Ao contrário do que normalmente sucederia, a liderança da coligação internacional que se opõe ao regime de Khadafi não cabe aos Estados Unidos. Isto nota-te até nos protestos anti-ocidentais nas ruas de Tripoli: os manifestantes gritam juras de ódio à França e à Grã-Bretanha, mas não aos Estados Unidos.
E ao contrário do que se poderia pensar à primeira vista, tal não será apenas uma manobra de relações públicas ou uma forma elaborada de fazer a guerra por procuração, por parte da administração Obama. Nas negociações que tiveram lugar nas últimas semanas, com vista à imposição de uma zona de exclusão aérea sobre a Líbia, os EUA foram altamente pressionados pelos seus parceiros europeus para assumirem a liderança de uma coligação anti-Khadafi, mas recusaram-se a fazê-lo e até a comprometerem meios substanciais na região. Perante esta atitude, os governos da França e do Reino Unido chegaram a admitir agirem sozinhos e sem mandato da ONU.
Mas a que se deve a pressa e a arrogância quase imperial por parte de Sarkozy e Cameron? E porquê a passividade dos EUA? Como é evidente, a resposta a este enigma reside no interesse nacional da França e da Inglaterra, que continuam a ser as duas únicas potências militares credíveis da Europa.
Antes de mais, Khadafi é uma ameaça maior para a Europa do que para os EUA. Um regime hostil e apoiante do terrorismo, situado a apenas 750 milhas do Sul de França, será um pesadelo. Por outro lado, há que não esquecer que o ditador líbio prometeu expulsar as petrolíferas britânicas e francesas que exploram crude no seu país, entregando as concessões a grupos chineses e indianos. E, além disso, ameaçou abrir os portões da Europa a milhões de africanos famélicos. Se sobreviver, o regime de Khadafi converter-se-á numa ameaça muito séria para o Velho Continente.
Por isso, ao contrário do que aconteceu na Bósnia e no Kosovo, os europeus não esperaram que os americanos agissem. Será o fim de uma era e o começo de uma nova? Só o tempo dirá.
O certo é que, no Reino Unido, já se fala do cancelamento dos cortes nos gastos com a Defesa que o governo Cameron pretende realizar. Os britânicos têm cada vez maior consciência de que, a prazo, os Estados Unidos vão dedicar-se cada vez menos à defesa da Europa e que esta terá de ser defendida pelos seus naturais.

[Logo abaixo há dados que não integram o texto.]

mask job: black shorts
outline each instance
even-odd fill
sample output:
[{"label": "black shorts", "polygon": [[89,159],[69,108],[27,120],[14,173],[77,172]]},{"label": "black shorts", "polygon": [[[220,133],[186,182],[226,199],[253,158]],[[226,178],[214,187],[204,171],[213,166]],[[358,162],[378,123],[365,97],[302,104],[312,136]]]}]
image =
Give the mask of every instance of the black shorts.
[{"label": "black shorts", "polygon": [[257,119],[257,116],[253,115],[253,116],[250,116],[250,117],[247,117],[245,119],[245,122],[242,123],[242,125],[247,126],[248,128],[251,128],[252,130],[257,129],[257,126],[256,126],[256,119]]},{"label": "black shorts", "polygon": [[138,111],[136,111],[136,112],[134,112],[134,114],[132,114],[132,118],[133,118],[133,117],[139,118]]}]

Ronald Reagan, que nos anos 80 bombardeou a própria casa de Khadafi, deve estar às voltas no túmulo. Porque não agem os Estados Unidos? A resposta a esta questão reside num 'cocktail' de vários factores: o 'síndroma' do Iraque, o receio de alimentar ódios no mundo árabe e a perda de relevância da Europa e do Mediterrâneo na estratégia dos Estados Unidos (que agora estão mais focados na Ásia-Pacífico). Ou seja, à retirada do 'império'.